A Global Perspective on Sustainable Energy and Transportation
There is plenty of hydro-carbon energy available on earth, for hundreds of years. The urgency of sustainable energy and sustainable transportation technologies is due to population growth, global warming, and equitable access to energy for all humanity. The way forward is to help the developing world (90% of population that dominates the future emissions) with “clean” energy and transportation, rather than making the developed world clean (the 10% solution). The developed world can be more effective by improving its energy efficiency by 50%, in the near future. This has to be done by appropriate technologies, consistent with sound business plans, and market based economy. This presentation offers the engineering and economic foundations of the above proposition. Case studies and example technologies from the author’s group at Texas A&M University will be presented as specific illustrations.
Distributed Energy Storage for Wind Farms
This talk introduces the technology of transgenerator for distributed kinetic energy storage in wind farms. The transgenerator is a dual mechanical port (DMP) machine with two rotating members. This generator allows a flywheel to be connected to the generator directly and efficiently, enabling kinetic energy transfer between a wind turbine and a flywheel. This design also makes the system more compact.
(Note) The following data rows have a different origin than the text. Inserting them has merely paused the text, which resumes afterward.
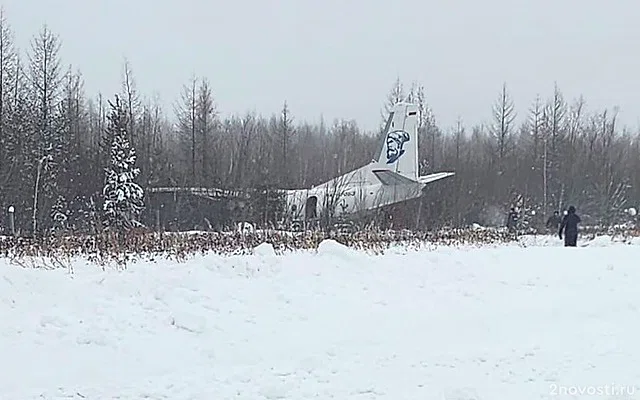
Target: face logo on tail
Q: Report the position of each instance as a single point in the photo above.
(395, 143)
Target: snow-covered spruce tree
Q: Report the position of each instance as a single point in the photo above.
(123, 197)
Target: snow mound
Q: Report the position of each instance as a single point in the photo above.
(264, 250)
(330, 247)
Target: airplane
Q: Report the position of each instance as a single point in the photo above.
(392, 178)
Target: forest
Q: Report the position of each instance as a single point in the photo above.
(56, 152)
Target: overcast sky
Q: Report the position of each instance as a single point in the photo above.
(339, 58)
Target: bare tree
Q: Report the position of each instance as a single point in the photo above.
(504, 115)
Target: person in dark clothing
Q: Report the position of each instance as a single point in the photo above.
(512, 221)
(554, 221)
(570, 227)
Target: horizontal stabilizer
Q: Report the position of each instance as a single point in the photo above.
(434, 177)
(388, 177)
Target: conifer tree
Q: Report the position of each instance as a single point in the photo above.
(123, 197)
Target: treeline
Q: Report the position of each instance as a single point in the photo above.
(53, 153)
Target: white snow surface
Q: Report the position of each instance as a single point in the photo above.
(502, 322)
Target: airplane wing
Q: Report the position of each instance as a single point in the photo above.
(434, 177)
(388, 177)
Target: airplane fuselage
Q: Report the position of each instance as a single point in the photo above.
(352, 193)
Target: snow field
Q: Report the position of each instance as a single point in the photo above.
(490, 323)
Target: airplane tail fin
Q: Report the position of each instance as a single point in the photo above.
(400, 148)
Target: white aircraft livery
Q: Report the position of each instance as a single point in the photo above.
(392, 178)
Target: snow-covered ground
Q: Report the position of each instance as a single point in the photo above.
(507, 322)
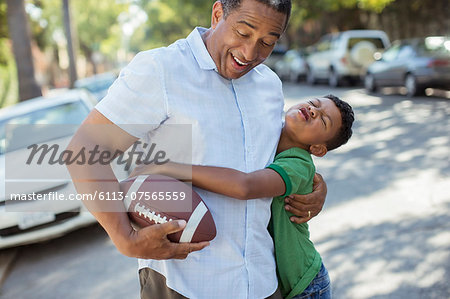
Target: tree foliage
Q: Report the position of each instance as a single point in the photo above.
(170, 20)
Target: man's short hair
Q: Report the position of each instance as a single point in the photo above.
(345, 132)
(283, 6)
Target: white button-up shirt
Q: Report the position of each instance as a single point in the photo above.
(236, 124)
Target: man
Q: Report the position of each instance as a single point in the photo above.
(212, 80)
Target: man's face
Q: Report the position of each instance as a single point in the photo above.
(314, 122)
(245, 38)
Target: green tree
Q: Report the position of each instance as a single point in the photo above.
(19, 32)
(170, 20)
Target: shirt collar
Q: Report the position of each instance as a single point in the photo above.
(199, 50)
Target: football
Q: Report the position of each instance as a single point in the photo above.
(152, 199)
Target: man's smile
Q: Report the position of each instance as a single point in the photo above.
(304, 112)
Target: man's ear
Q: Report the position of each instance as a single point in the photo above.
(318, 150)
(217, 14)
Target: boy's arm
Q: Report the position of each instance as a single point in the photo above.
(226, 181)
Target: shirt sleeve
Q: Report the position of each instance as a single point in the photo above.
(296, 173)
(137, 101)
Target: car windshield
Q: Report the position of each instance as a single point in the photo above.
(376, 41)
(434, 45)
(69, 113)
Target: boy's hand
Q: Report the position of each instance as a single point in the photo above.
(309, 205)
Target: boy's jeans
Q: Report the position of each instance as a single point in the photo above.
(319, 288)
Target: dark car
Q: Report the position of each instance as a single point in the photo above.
(416, 64)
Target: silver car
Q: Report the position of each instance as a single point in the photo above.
(32, 222)
(292, 66)
(344, 55)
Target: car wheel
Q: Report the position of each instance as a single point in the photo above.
(412, 89)
(369, 83)
(310, 79)
(333, 79)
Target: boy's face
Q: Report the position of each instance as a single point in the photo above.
(314, 122)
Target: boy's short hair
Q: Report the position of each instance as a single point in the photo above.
(345, 132)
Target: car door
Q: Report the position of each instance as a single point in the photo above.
(399, 66)
(319, 60)
(383, 68)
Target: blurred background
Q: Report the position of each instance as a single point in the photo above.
(385, 228)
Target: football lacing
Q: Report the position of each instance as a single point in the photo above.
(151, 215)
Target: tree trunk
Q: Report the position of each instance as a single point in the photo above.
(19, 33)
(71, 40)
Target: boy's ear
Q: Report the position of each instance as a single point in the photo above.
(318, 150)
(217, 14)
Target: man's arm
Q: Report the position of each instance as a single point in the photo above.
(236, 184)
(91, 178)
(226, 181)
(309, 205)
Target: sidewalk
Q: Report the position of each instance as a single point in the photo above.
(385, 229)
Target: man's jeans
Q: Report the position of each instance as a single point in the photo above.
(319, 288)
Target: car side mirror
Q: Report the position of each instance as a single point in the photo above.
(377, 56)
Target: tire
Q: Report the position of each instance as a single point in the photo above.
(412, 88)
(369, 83)
(310, 79)
(333, 79)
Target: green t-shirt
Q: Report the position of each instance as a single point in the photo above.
(298, 262)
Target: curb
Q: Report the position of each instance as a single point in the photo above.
(7, 258)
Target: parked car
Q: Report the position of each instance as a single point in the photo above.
(292, 66)
(98, 85)
(32, 221)
(277, 54)
(415, 63)
(344, 55)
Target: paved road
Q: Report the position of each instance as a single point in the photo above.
(384, 232)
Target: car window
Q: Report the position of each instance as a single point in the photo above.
(324, 44)
(391, 53)
(354, 40)
(405, 52)
(70, 113)
(434, 45)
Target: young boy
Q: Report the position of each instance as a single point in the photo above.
(315, 127)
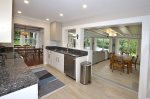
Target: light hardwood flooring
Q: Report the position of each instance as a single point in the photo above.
(98, 89)
(130, 80)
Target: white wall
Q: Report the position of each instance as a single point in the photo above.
(145, 54)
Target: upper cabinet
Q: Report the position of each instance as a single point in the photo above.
(5, 21)
(56, 31)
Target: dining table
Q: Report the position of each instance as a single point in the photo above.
(127, 62)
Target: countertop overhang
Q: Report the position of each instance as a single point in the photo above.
(15, 75)
(63, 50)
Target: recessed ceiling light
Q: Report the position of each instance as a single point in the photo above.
(19, 12)
(47, 19)
(84, 6)
(26, 1)
(61, 14)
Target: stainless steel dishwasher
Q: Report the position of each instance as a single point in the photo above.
(70, 66)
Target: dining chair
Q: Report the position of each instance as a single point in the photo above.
(134, 61)
(117, 62)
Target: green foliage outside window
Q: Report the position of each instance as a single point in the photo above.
(128, 46)
(103, 43)
(87, 42)
(16, 38)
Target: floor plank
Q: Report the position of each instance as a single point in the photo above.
(98, 89)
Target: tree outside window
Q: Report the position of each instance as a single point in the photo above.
(87, 43)
(128, 46)
(102, 44)
(16, 38)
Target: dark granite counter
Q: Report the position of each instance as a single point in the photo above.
(15, 75)
(63, 50)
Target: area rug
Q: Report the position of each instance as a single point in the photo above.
(47, 82)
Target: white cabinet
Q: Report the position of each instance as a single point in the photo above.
(56, 60)
(5, 21)
(60, 61)
(56, 31)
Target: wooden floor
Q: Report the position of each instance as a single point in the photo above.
(130, 80)
(98, 89)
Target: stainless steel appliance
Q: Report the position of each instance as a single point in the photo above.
(69, 66)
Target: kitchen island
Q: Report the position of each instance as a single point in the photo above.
(17, 81)
(66, 60)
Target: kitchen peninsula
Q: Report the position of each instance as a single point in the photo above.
(16, 79)
(66, 60)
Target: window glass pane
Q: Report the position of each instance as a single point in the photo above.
(87, 43)
(16, 38)
(128, 46)
(99, 44)
(106, 44)
(123, 45)
(133, 45)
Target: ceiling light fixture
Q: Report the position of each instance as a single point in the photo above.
(26, 1)
(61, 14)
(47, 19)
(84, 6)
(19, 12)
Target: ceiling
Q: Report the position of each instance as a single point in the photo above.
(27, 28)
(132, 30)
(73, 11)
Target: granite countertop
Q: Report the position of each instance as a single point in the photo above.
(63, 50)
(15, 75)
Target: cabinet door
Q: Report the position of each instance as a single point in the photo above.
(60, 62)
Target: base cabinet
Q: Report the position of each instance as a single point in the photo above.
(56, 60)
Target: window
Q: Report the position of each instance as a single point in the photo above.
(17, 38)
(128, 46)
(87, 43)
(102, 44)
(26, 40)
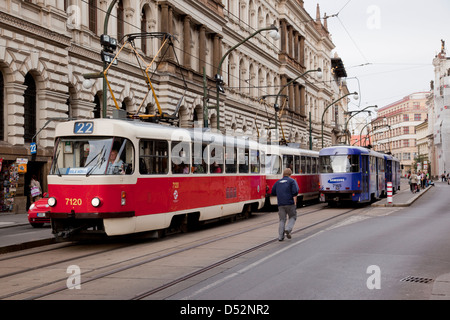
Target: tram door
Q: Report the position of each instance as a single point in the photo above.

Further, this technology makes energy storage distributed, which increases the system overall reliability and stability.
On the Lifetime Emissions of Conventional, Hybrid and Electric Vehicles
Electric vehicles (EVs) are believed to be a good alternative to conventional internal combustion engine vehicles (ICEVs) to eliminate tailpipe CO2 emissions. However, they usually have considerably higher initial manufacturing pollution than IC engine vehicles, which will lead to a significant increase in their lifetime CO2 emissions. Hybrid electric vehicles (HEVs) are traditionally considered to have CO2 emissions between EVs and ICEVs. Previous research on emission comparisons among these vehicle types were confined to individual countries or regions. This paper makes worldwide evaluations of lifetime CO2 emissions of the 2020 Chevrolet Bolt EV, an example commercially available EV, and compares it globally with an ICEV and two types of HEVs. All the vehicles have at least the same vehicle performance as the Chevrolet Bolt EV. The results show that HEVs with dynamic programming optimization can have less worldwide lifetime emissions than both comparable EVs and IC engine vehicles without the sacrifice of vehicle performance.